Some with a bit more knowledge will be along soon anyway..


----------



## Fatalhud

Hi Simon I am no expert but managed to change all my filters

If you don't know the last time the fuel, oil and air filters where changed then I would do them all
There may be a drain screw on the fuel filter which may get rid of the water, but I would still change them 

Alan H


----------



## eurajohn

You don't say what base vehicle the Hymer is, if it is Fiat (or Sevel derivatives) then as suggested by Fatalhud there is a drain screw at the bottom of the fuel filter bowl, if you're changing the filter you'll need to prime the system, dependant on vehicle it is normally a rubber bulb in the supply line. Something to be aware of though, be extra careful when replacing the o ring seal, if you get any air leak into the system you will have problems.


----------



## drcotts

There is probally a drain on the bottom of the filter canister. Undoing this will let the water drain off.

If you do need to change it (and it will never hurt) its fairly easy to do. Unscrew the canister and fill the new one with diesel before screwing it back on. Run the engine for a bit whilst the air bleeds out and it should be fine.

Phill


----------



## inkey-2008

Little tip, put cut off lemonade bottle 2 ltr or a good plastic bag with no holes under the filter to catch the diesel when you drain and remove the filter.
Diesel stinks for ages.

Andy


----------



## loddy

If you are not confident to do it, let a professional do it. If you get air in to the system the fuel pump which is integral in the injection pump these days should pull the fuel through, it don't always you could end up with loads of cranking and head scratching and a non start situation, and then the phone call Help !!!

Loddy


----------



## Skar

If it's only "briefly flashed on" then I would ignore it tbh. I've had this on both Citroen and Fiat diesels. 
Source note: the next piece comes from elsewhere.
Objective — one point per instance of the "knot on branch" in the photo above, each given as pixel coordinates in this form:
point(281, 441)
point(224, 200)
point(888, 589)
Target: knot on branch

When it happened in the Citroen I pulled off the motorway and called the local Citroen dealer, he said it was most likely a fault with the sensor but to get back to him if it stayed on for a long period of time. It didn't. 

When it happened in the Fiat I just ignored it and it was ok the next day.


----------



## vicdicdoc

If the fuel filter is the type where you have no drain or you need to fit a new filter - make sure you fill the new filter with diesel before fitting it otherwise it won't draw the fuel through, I fitted a new filter without filling it and 20minutes pulling on the starter done nothing except drain my battery !


----------



## andyandsue

*water fuel*

if its a new purchase id be tempted to change oil and filter and fuel filter too , peace of mind. ive drained my filter very simply details on line . fuel filters can be tricky to change as the seals can be worn and allow air in which can cause grief


----------



## Yorkshirewanderer

*Fuel filter change*

Lots of very good advice even from people that start of explaining they are not experts, I started working in a garage at 15 and have finally managed to escape the motor trade ( I'm 40 next week)
Personally if its something you have not done before find a mechanic and for just a few quid one Saturday they would be happy to do a full service cash in hand, make them a coffee and pay attention to what they do, ask questions and I'm certain you will be able to carry out the next service, just a few hopefully helpful points
1. Fill the new fuel filter with clean diesel before fitting (if canister type) this will reduce the chance of having to bleed the system
2. Don't drain diesel into a plastic bag you will end up with a horrible mess
3. Buy a Haynes manual they cover pretty much everything 
4. What might take you all day Saturday will take a mechanic a couple of hours, how valuable is your time, do you have a good selection of tools?


----------



## blackbirdbiker

eurajohn said:


> You don't say what base vehicle the Hymer is, if it is Fiat (or Sevel derivatives) then as suggested by Fatalhud there is a drain screw at the bottom of the fuel filter bowl, if you're changing the filter you'll need to prime the system, dependant on vehicle it is normally a rubber bulb in the supply line. Something to be aware of though, be extra careful when replacing the o ring seal, if you get any air leak into the system you will have problems.


The letter B means it is a Fiat, Hymer have some wierd and wonderful meanings on their model numbers sometimes..
Keith


----------



## BrianJP

If its Fiat Jtd theres no need to fill new filter as its primed by yhe pump in the tank.


----------



## eurajohn

Apart from the fact that the OP is almost 3 years old, if you read the content they do say they are enquiring about a 1995 base vehicle, hence the reply with information I gave a the time, which I still believe to be correct for that vehicle.
Hopefully they have managed to replace the filter by now.


----------